In the next step, we will be calculating the inverse product, with this, we mean the inverse product of the range, such that if we calculating the inverse product till the ith index, the inverse product will be the product of the all the numbers from the range 0 to i. With this, we can solve the query in constant time. We don’t need to make extra efforts for solving each query.

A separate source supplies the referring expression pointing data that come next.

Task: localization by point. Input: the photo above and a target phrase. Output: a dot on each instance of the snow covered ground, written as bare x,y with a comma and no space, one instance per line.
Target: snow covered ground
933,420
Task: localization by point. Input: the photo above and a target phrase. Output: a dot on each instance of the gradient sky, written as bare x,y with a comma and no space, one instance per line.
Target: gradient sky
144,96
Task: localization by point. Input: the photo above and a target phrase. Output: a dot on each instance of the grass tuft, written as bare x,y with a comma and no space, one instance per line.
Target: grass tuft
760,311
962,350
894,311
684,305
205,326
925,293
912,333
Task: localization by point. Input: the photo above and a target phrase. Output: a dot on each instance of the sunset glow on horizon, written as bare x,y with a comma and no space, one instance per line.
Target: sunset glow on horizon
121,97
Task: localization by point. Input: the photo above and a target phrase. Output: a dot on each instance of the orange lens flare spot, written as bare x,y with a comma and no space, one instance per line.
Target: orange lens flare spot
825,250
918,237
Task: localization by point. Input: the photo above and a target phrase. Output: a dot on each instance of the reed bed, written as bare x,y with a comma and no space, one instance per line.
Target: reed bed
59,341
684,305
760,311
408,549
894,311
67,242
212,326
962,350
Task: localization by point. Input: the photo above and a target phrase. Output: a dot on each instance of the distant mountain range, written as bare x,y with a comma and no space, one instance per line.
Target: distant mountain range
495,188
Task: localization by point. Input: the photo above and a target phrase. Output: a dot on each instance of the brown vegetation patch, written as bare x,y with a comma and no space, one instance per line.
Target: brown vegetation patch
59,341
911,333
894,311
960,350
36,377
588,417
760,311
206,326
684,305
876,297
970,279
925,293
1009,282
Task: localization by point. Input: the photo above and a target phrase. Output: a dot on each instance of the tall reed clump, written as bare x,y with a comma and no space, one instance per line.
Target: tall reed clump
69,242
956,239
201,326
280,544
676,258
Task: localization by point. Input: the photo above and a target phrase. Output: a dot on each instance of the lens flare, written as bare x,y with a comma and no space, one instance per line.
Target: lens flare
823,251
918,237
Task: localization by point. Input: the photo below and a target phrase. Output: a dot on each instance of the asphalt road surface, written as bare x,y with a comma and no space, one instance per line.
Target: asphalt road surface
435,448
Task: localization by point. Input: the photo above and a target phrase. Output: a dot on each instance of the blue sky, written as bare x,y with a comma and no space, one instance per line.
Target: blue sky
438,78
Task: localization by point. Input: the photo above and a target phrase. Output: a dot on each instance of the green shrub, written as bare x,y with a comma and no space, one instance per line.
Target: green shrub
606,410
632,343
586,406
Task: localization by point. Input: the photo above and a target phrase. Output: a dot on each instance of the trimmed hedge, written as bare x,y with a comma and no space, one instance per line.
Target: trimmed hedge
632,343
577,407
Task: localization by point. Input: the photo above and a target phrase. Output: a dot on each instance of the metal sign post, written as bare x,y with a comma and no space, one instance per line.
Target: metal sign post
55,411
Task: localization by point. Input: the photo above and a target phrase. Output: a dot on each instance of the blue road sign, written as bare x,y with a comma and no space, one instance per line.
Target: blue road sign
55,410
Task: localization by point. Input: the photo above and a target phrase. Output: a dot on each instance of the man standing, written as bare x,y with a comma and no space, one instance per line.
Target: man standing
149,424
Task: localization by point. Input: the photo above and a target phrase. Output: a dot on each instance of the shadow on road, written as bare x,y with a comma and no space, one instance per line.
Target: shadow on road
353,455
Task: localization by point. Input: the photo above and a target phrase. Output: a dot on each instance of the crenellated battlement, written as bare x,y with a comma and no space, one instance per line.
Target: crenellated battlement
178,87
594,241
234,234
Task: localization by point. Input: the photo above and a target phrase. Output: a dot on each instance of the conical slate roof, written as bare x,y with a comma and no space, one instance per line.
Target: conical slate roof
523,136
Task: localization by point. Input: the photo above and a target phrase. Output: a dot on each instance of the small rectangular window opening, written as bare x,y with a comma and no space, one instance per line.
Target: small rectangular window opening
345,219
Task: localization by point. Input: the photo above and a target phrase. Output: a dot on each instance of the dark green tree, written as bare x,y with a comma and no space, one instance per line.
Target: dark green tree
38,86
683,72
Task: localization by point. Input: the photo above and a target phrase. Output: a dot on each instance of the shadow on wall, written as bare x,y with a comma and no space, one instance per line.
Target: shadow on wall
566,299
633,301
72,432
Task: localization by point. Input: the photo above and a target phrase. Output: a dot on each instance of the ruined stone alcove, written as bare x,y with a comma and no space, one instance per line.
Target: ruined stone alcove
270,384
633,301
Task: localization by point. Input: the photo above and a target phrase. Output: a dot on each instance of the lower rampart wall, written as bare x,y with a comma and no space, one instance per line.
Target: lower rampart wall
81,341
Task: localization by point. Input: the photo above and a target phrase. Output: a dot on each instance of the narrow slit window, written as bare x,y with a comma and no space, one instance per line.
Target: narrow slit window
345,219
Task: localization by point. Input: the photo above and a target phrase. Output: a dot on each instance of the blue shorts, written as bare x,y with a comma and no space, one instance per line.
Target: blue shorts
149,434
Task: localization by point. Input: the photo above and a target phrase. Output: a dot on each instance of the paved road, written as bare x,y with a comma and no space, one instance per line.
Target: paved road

Now if we get the query to solve we just return the product of PreProduct[right] and PreInverseProduct[left-1]. This will be the required answer.
Code
C++ code to find Products of ranges in an array
#include <iostream>
using namespace std;
#define MAX 100
int PreProductArray[MAX];
int PreInverseProduct[MAX];
int InverseP(int a, int modulo)
{
int mP = modulo, temp, quotient;
int xP = 0, x = 1;
if (modulo == 1)
return 0;
while (a > 1)
{
quotient = a / modulo;
temp = modulo;
modulo = a % modulo;
a = temp;
temp = xP;
xP = x - quotient * xP;
x = temp;
}
if (x < 0)
x += mP;
return x;
}
void calculatePreProduct(int A[], int N, int P)
{
PreProductArray[0] = A[0];
for (int i = 1; i < N; i++)
{
PreProductArray[i] = PreProductArray[i - 1] *A[i];
PreProductArray[i] = PreProductArray[i] % P;
}
}
void calculatePreInverseProduct(int A[], int N, int P)
{
PreInverseProduct[0] = InverseP(PreProductArray[0], P);
for (int i = 1; i < N; i++)
PreInverseProduct[i] = InverseP(PreProductArray[i], P);
}
int calculateProduct(int A[], int L, int R, int P)
{
L = L - 1;
R = R - 1;
int ans;
if (L == 0)
ans = PreProductArray[R];
else
ans = PreProductArray[R] *
PreInverseProduct[L - 1];
return ans;
}
int main()
{
int Arr[] = { 1, 2, 3, 4, 5, 6 };
int N = sizeof(Arr) / sizeof(Arr[0]);
int Modulo = 131;
calculatePreProduct(Arr, N, Modulo);
calculatePreInverseProduct(Arr, N, Modulo);
int Left = 1, Right = 6;
cout << calculateProduct(Arr, Left, Right, Modulo) << endl;
Left = 2, Right = 4;
cout << calculateProduct(Arr, Left, Right, Modulo)
<< endl;
return 0;
}
65 24
Java code to find Products of ranges in an array
class ProductInRange
{
static int MAX = 100;
static int PreProductArray[] = new int[MAX];
static int PreInverseProduct[] = new int[MAX];
static int InverseP(int a, int modulo)
{
int mP = modulo, temp, quotient;
int xP = 0, x = 1;
if (modulo == 1)
return 0;
while (a > 1)
{
quotient = a / modulo;
temp = modulo;
modulo = a % modulo;
a = temp;
temp = xP;
xP = x - quotient * xP;
x = temp;
}
if (x < 0)
x += mP;
return x;
}
static void calculatePreProduct(int A[], int N, int P)
{
PreProductArray[0] = A[0];
for (int i = 1; i < N; i++)
{
PreProductArray[i] = PreProductArray[i - 1] *
A[i];
PreProductArray[i] = PreProductArray[i] % P;
}
}
static void calculatePreInverseProduct(int A[], int N, int P)
{
PreInverseProduct[0] = InverseP(PreProductArray[0], P);
for (int i = 1; i < N; i++)
PreInverseProduct[i] = InverseP(PreProductArray[i],
P);
}
static int calculateProduct(int A[], int L, int R, int P)
{
L = L - 1;
R = R - 1;
int ans;
if (L == 0)
ans = PreProductArray[R];
else
ans = PreProductArray[R] *
PreInverseProduct[L - 1];
return ans;
}
public static void main(String[] args)
{
int Arr[] = { 1, 2, 3, 4, 5, 6 };
int Modulo = 131;
calculatePreProduct(Arr, Arr.length, Modulo);
calculatePreInverseProduct(Arr, Arr.length,
Modulo);
int Left = 1, Right = 6;
System.out.println(calculateProduct(Arr, Left,
Right, Modulo));
Left = 2;
Right = 4;
System.out.println(calculateProduct(Arr, Left,
Right, Modulo));
}
}
65 24
Complexity Analysis
Time Complexity
O(N log M+Q), here log M is because of finding the inverse for product. And then O(Q) for answering queries.
Space Complexity
O(N) where “N” is the number of elements in the array. Because we stored preProduct and preProductInverse arrays.